Fue el pensamiento que le llegó a su cabeza aquel 19 de junio, el día sin IVA. Un día en el que cientos de personas, en contra de cualquier recomendación, salieron a hacer filas y a aglomerarse, sin distanciamiento social, para realizar compras de elementos no esenciales (electrodomésticos, en su mayoría) dejando de lado la coyuntura y olvidando lo que venían realizando los médicos durante meses. Jesith, ese mismo día, después de levantarse a ver noticias y el celular, decidió renunciar a su trabajo. Fue un detonante para este héroe que no aguantó más.
Después de mes y medio de trabajo arduo, corriendo riesgos, sacrificando tiempo con su familia para salvar vidas de otros, en un arrebato de indignación, él analizó el riesgo: “No expongo más mi vida sabiendo que la gente no valora el esfuerzo”. Un esfuerzo que al parecer fue en vano. El riesgo de infectarse, de infectar a su familia, no era valorado por quienes creyeron que esto era un chiste, uno de mal gusto. No le veía sentido a seguir luchando por una causa que la gente no tomaba en serio.
Dejó el trabajo con la IPS, pero el fantasma de una crisis económica volvió a rondar en la cabeza de Jesith. Por ello, realizó de nuevo pruebas rápidas de forma particular, un gran héroe que no quería parar de ayudar, ni un fin de semana, mucho menos, un festivo.

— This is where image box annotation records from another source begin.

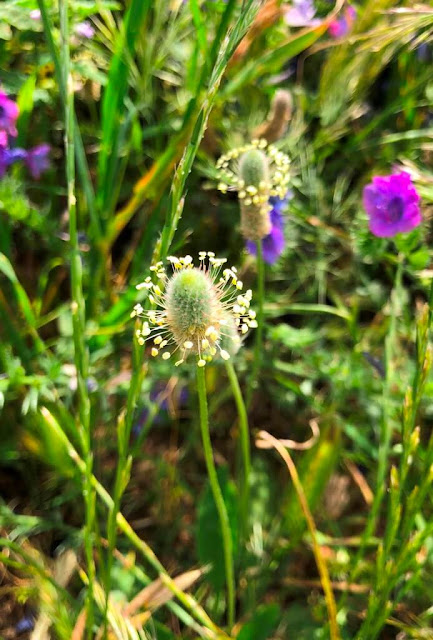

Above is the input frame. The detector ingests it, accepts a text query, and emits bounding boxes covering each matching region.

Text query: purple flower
[0,144,27,178]
[246,191,293,264]
[0,91,19,136]
[25,144,50,180]
[328,4,356,39]
[284,0,320,27]
[363,171,422,238]
[74,20,95,40]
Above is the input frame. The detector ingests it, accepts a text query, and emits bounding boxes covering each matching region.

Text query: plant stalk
[197,367,235,630]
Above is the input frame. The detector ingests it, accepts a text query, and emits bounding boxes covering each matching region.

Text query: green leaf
[270,324,320,349]
[196,467,239,590]
[236,604,281,640]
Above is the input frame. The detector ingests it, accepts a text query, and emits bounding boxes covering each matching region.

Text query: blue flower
[24,144,50,180]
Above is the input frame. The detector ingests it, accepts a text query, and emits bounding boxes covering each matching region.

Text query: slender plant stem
[246,240,265,407]
[59,0,96,638]
[257,431,341,640]
[197,367,235,629]
[225,360,251,539]
[341,256,403,604]
[41,407,221,637]
[104,330,144,637]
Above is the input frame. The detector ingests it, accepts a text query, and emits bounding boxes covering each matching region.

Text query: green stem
[59,0,96,638]
[343,256,403,601]
[247,240,265,407]
[225,360,251,538]
[197,367,235,629]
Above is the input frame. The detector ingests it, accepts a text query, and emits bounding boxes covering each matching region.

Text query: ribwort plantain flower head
[217,138,290,242]
[131,251,257,367]
[363,171,422,238]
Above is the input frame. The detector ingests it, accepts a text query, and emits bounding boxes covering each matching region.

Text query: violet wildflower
[328,5,356,39]
[363,171,422,238]
[131,251,257,367]
[0,91,19,136]
[284,0,320,27]
[25,144,50,180]
[246,191,292,264]
[217,138,290,242]
[74,20,95,40]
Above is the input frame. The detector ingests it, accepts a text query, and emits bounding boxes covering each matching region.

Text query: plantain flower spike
[131,251,257,367]
[217,138,290,242]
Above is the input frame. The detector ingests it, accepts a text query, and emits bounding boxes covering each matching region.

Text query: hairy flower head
[217,138,290,242]
[131,251,257,367]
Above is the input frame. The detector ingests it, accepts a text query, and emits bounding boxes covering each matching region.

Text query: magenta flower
[24,144,50,180]
[363,171,422,238]
[0,91,19,136]
[246,191,293,264]
[74,20,95,40]
[328,4,356,39]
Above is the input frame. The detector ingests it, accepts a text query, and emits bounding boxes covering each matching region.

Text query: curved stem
[59,0,96,638]
[247,240,265,407]
[225,360,251,538]
[197,367,235,629]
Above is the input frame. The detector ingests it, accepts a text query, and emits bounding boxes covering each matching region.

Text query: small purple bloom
[246,191,293,264]
[363,171,422,238]
[284,0,320,27]
[328,5,356,39]
[0,91,19,136]
[25,144,50,180]
[15,615,35,635]
[74,20,95,40]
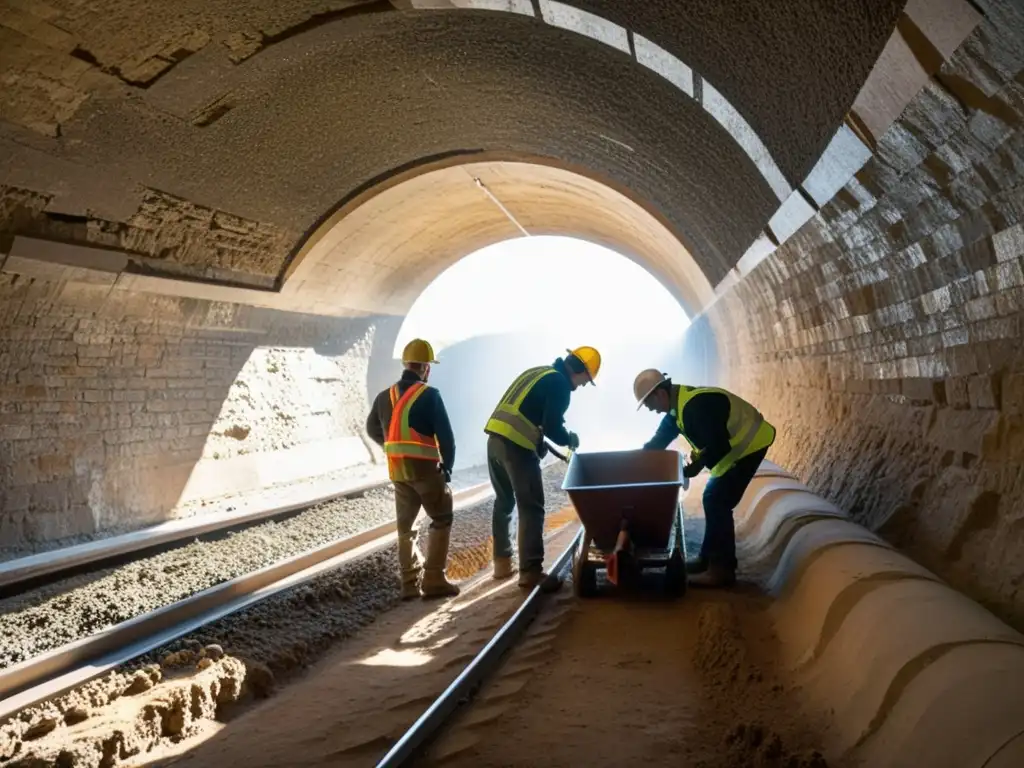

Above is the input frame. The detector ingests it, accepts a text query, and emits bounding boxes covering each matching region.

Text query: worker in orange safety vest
[367,339,459,600]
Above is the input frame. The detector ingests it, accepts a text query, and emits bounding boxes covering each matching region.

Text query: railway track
[377,528,583,768]
[0,483,490,721]
[0,468,495,599]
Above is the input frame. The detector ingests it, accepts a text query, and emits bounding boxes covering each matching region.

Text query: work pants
[700,449,768,571]
[487,435,544,573]
[394,472,454,584]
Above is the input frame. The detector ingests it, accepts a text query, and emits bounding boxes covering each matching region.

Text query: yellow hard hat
[401,339,437,365]
[633,368,668,411]
[565,347,601,384]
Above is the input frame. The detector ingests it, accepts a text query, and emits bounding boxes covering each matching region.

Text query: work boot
[686,557,708,573]
[494,557,515,581]
[420,525,460,599]
[398,530,423,600]
[686,563,736,589]
[519,570,562,594]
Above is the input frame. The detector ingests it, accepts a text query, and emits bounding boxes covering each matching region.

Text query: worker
[483,347,601,591]
[367,339,459,600]
[633,369,775,587]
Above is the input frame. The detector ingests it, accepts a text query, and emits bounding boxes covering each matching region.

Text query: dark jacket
[644,386,730,476]
[489,357,572,445]
[367,371,455,474]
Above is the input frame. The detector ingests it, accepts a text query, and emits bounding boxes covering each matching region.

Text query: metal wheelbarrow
[562,451,689,597]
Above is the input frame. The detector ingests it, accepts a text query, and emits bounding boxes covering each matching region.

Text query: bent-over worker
[483,347,601,590]
[633,369,775,587]
[367,339,459,600]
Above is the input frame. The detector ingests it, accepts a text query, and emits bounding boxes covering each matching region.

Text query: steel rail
[0,483,490,719]
[377,528,583,768]
[0,480,399,595]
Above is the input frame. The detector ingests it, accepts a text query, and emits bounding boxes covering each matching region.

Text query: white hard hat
[633,368,669,411]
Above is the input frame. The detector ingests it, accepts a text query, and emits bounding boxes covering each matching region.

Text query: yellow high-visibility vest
[483,366,558,451]
[384,382,441,481]
[676,386,775,477]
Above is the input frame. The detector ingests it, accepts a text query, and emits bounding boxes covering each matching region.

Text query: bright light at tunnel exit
[394,237,689,467]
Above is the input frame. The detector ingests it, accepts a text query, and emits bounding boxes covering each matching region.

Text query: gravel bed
[0,488,394,669]
[0,466,487,562]
[0,465,567,768]
[0,462,564,669]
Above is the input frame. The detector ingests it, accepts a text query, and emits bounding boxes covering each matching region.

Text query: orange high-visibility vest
[384,382,441,482]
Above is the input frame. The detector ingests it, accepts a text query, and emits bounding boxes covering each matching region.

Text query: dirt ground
[418,592,826,768]
[151,481,827,768]
[143,526,574,768]
[418,488,835,768]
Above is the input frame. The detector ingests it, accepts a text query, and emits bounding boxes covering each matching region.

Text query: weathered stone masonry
[0,274,397,545]
[693,2,1024,627]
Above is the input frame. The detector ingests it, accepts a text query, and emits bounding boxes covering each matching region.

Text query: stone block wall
[690,0,1024,628]
[0,274,400,547]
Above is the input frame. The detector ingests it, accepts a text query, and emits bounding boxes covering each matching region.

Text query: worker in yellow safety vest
[367,339,459,600]
[633,369,775,587]
[483,347,601,590]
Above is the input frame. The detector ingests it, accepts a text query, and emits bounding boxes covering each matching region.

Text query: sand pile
[693,600,828,768]
[0,649,246,768]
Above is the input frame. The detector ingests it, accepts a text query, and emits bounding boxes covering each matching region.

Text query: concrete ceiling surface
[0,0,900,284]
[282,161,714,315]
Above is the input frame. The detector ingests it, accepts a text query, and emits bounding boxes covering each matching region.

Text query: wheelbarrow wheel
[572,534,597,597]
[665,509,686,597]
[665,550,686,597]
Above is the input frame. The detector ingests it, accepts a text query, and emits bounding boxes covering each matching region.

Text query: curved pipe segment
[736,462,1024,768]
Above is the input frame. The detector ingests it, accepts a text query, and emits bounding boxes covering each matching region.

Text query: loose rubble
[0,466,567,768]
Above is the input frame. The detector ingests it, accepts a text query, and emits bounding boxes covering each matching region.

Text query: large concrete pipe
[736,463,1024,768]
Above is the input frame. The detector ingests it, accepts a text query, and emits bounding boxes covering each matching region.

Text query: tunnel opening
[394,236,689,468]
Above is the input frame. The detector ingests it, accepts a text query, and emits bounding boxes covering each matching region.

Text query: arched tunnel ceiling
[282,161,714,315]
[0,0,902,292]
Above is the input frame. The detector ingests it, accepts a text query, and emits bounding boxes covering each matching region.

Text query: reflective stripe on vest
[384,382,441,481]
[483,366,557,451]
[676,387,775,477]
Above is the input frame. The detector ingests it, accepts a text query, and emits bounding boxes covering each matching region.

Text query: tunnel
[0,0,1024,765]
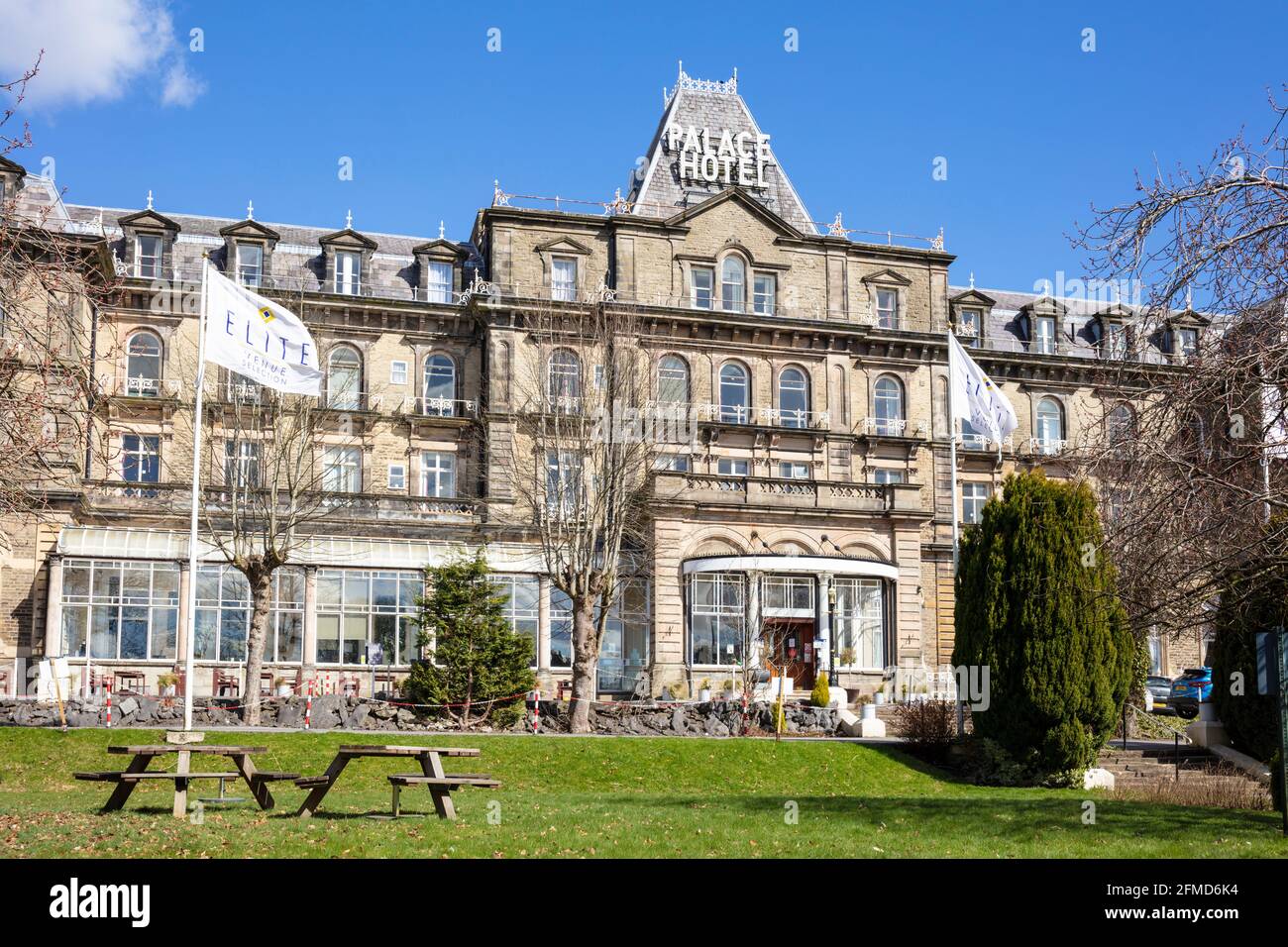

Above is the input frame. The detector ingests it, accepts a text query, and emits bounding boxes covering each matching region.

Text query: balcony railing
[1027,437,1069,456]
[859,417,930,438]
[398,397,478,417]
[653,471,921,513]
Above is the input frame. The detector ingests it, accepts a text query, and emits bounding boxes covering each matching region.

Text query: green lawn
[0,728,1288,858]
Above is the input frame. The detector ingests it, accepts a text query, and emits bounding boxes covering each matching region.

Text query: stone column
[537,576,550,686]
[300,566,318,681]
[814,573,838,686]
[44,553,63,659]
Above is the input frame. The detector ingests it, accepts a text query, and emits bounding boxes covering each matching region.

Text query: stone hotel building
[0,71,1201,697]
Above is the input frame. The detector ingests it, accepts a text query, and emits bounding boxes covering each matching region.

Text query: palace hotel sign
[666,124,772,188]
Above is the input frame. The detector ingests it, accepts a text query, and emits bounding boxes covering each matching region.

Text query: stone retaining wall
[0,694,836,737]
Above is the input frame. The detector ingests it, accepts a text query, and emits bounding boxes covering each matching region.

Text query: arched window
[720,362,751,424]
[546,349,581,407]
[1108,404,1136,447]
[326,346,362,411]
[424,355,456,417]
[1037,398,1064,454]
[720,256,747,312]
[872,374,905,437]
[778,368,808,428]
[657,356,690,404]
[125,333,161,398]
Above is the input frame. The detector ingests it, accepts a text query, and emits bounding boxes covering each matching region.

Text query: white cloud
[0,0,205,108]
[161,53,206,108]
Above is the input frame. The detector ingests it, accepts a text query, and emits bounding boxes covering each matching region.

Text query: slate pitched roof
[630,69,818,235]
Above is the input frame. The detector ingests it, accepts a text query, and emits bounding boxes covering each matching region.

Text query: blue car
[1168,668,1212,720]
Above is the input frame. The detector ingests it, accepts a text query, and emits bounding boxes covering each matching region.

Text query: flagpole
[183,253,210,730]
[945,326,960,581]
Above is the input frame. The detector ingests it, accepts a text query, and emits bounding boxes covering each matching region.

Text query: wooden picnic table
[72,743,300,818]
[295,743,501,819]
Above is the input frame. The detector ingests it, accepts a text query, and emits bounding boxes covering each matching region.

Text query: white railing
[400,397,478,417]
[1027,437,1069,456]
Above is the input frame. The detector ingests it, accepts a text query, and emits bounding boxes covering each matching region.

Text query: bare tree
[1076,84,1288,644]
[173,280,370,727]
[502,301,688,732]
[0,59,116,545]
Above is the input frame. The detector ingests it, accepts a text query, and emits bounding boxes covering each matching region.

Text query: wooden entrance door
[765,618,818,690]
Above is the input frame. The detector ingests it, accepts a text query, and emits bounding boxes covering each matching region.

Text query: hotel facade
[0,71,1202,697]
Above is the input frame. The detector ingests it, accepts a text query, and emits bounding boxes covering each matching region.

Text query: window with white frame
[121,434,161,483]
[760,575,814,618]
[877,290,899,329]
[134,233,162,279]
[690,573,747,666]
[690,266,715,309]
[778,368,808,428]
[420,451,456,497]
[490,574,535,668]
[425,261,455,303]
[550,257,577,303]
[832,576,888,669]
[1033,316,1055,356]
[224,438,259,488]
[193,566,304,663]
[335,250,362,296]
[546,451,583,517]
[962,481,993,524]
[237,244,265,290]
[720,257,747,312]
[653,454,690,473]
[422,353,456,417]
[751,273,778,316]
[61,559,179,661]
[125,333,161,398]
[872,374,905,437]
[322,447,362,493]
[720,362,751,424]
[657,356,690,404]
[317,570,425,665]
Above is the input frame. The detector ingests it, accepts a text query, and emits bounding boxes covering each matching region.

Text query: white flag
[948,333,1019,442]
[1261,384,1288,458]
[203,265,322,394]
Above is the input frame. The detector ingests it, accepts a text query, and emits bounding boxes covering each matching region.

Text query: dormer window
[237,244,265,290]
[877,290,899,329]
[957,309,984,348]
[425,261,455,303]
[550,257,577,303]
[335,250,362,296]
[134,233,162,279]
[690,266,715,309]
[1033,316,1055,356]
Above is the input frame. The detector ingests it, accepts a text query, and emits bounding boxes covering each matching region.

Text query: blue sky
[0,0,1288,290]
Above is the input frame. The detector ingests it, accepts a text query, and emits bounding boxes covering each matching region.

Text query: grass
[0,728,1288,858]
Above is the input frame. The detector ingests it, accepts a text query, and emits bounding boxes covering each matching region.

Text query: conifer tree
[953,472,1136,779]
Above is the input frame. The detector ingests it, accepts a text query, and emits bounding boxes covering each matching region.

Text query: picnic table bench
[295,743,501,819]
[72,743,300,818]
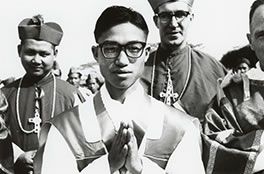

Recorre Bogotá de norte a sur, de oriente a occidente. Lleva puesto el mismo traje y, en su cabeza, la misma misión: salvar vidas. Un superhéroe sin capa, pero con tapabocas; sin escudo, pero con piyama quirúrgica; sin armas pero con hisopos. Allí sigue firme en la primera línea de combate contra ese enemigo que no dispara, pero mata.